Washington: November`s US presidential election is taking shape: Republican billionaire Donald Trump and Democratic power player Hillary Clinton look set for an ugly battle for the White House after a bruising primary season.
Trump knocked out his only serious challenger Ted Cruz on Tuesday in Indiana`s key primary, winning 53 percent of the vote against 37 percent for the Texas senator, who raised the white flag and surprisingly pulled out of the race.
Over the course of the past 10 months, the 69-year-old Trump -- a Manhattan real estate mogul with no political experience -- has defied the odds, dispatching more than a dozen rivals with more conventional political pedigrees.
"We`ll unify the party. We`re going to get people together," Trump said Wednesday on Fox News after seizing the mantle of Republican standard-bearer.
"I think we`ll beat Hillary Clinton."
A new CNN poll looking ahead to the next phase of the White House race however found Clinton, the former secretary of state hoping to become America`s first female commander-in-chief, leading the billionaire real estate mogul.
The 68-year-old Clinton has 54 percent support to 41 percent for Trump, the poll showed -- her largest lead since July. Tuesday`s contest in the midwestern Hoosier State was the final firewall thrown up by Republican heavyweights to keep the brash, name-calling Trump from locking up the party`s nomination.
But as the race was called overwhelmingly in Trump`s favor, Cruz conceded to supporters in Indianapolis that he no longer had a viable path forward.
"We left it all on the field in Indiana," Cruz said as he suspended his campaign.
"We gave it everything we`ve got, but the voters chose another path."
It was a stunning denouement for the 45-year-old arch-conservative Texas senator, who had insisted he would press on to the final day of the Republican race.

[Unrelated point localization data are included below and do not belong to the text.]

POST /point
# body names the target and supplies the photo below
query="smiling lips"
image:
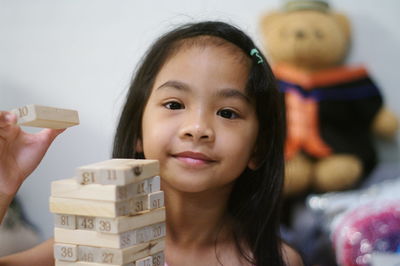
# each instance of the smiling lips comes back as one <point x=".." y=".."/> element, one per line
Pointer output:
<point x="193" y="158"/>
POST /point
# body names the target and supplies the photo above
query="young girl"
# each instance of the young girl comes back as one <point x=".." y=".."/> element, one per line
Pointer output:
<point x="204" y="103"/>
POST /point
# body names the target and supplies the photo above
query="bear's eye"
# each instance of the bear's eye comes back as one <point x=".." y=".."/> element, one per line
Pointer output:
<point x="319" y="34"/>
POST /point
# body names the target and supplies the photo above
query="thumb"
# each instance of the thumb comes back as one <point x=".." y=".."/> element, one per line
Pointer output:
<point x="48" y="135"/>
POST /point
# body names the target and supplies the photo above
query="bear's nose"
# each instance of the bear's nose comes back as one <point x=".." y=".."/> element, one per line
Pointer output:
<point x="300" y="34"/>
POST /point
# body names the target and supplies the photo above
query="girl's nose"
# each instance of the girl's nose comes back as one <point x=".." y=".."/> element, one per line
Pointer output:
<point x="197" y="128"/>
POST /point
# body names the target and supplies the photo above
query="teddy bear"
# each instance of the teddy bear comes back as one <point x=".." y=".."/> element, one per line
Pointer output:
<point x="332" y="110"/>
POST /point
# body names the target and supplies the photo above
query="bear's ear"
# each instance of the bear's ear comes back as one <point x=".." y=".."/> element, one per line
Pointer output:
<point x="268" y="19"/>
<point x="139" y="145"/>
<point x="343" y="22"/>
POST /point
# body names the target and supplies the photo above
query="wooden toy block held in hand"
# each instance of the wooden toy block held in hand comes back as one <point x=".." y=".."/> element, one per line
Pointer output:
<point x="121" y="240"/>
<point x="117" y="171"/>
<point x="110" y="225"/>
<point x="108" y="255"/>
<point x="69" y="188"/>
<point x="107" y="208"/>
<point x="46" y="117"/>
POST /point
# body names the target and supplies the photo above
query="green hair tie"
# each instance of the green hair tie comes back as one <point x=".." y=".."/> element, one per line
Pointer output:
<point x="255" y="52"/>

His departure leaves the low-polling Ohio Governor John Kasich as Trump`s only other challenger for the nomination -- making it a virtual certainty that Trump will go head-to-head on November 8 with Clinton.
Having amassed 1,053 delegates, Trump was already in a favorable position to reach the magic number needed to avoid a contested party convention in July. With Cruz out of the race, crossing the threshold is now a foregone conclusion.
"I believe Donald Trump will ultimately get chosen, and he`s going to join the party," Republican National Committee chief Reince Priebus said Wednesday, in an extraordinary embrace of a candidate the party establishment had fought tooth and nail to stop.
"We need to get behind the Republican nominee, and that`s what I`m going to try to do for the next several months."Clinton, meanwhile, suffered a shock upset in Indiana as her rival Bernie Sanders mounted a come-from-behind victory, denying the former first lady and US senator a feather in her cap as she moves closer to claim her party`s nomination.
The self-declared democratic socialist beat Clinton 52.5 percent to 47.5 percent, providing a shot in the arm to his campaign and further justification for staying in a race that Team Clinton and many pundits have said is all but finished.
"The Clinton campaign thinks this campaign is over. They`re wrong," Sanders said in a statement.
"We are in this campaign to win and we`re going to fight until the last vote is cast," he added.
"There is nothing I would like more than to take on and defeat Donald Trump, someone who must never become president of this country."
But the delegate count tells the tale: Clinton is at 2,217 delegates -- just shy of the 2,383 needed to secure the nomination, according to a CNN tally. Sanders is at 1,443. The Democrats hold their party convention in July in Philadelphia.Even before the Indiana results, Trump and Clinton had pivoted toward one another.
"I`m really focused on moving into the general election," Clinton said confidently Tuesday in West Virginia.
"That`s where we have to be because we are going to have a tough campaign against a candidate who`ll literally say or do anything," she said of Trump. "We`re going to take him on at every turn."
Trump meanwhile spoke Wednesday about his potential running mate, saying he wanted someone with "political experience."
"I would like to have somebody that could truly be good with respect to dealing with the Senate, dealing with Congress, getting legislation passed," he told ABC.
Clinton`s campaign chairman John Podesta said Trump`s propensity to "bully and divide Americans" could backfire with an electorate looking for economic opportunities and to be kept safe.
"Throughout this campaign, Donald Trump has demonstrated that he`s too divisive and lacks the temperament to lead our nation and the free world," Podesta said in a statement.
"With so much at stake, Donald Trump is simply too big of a risk."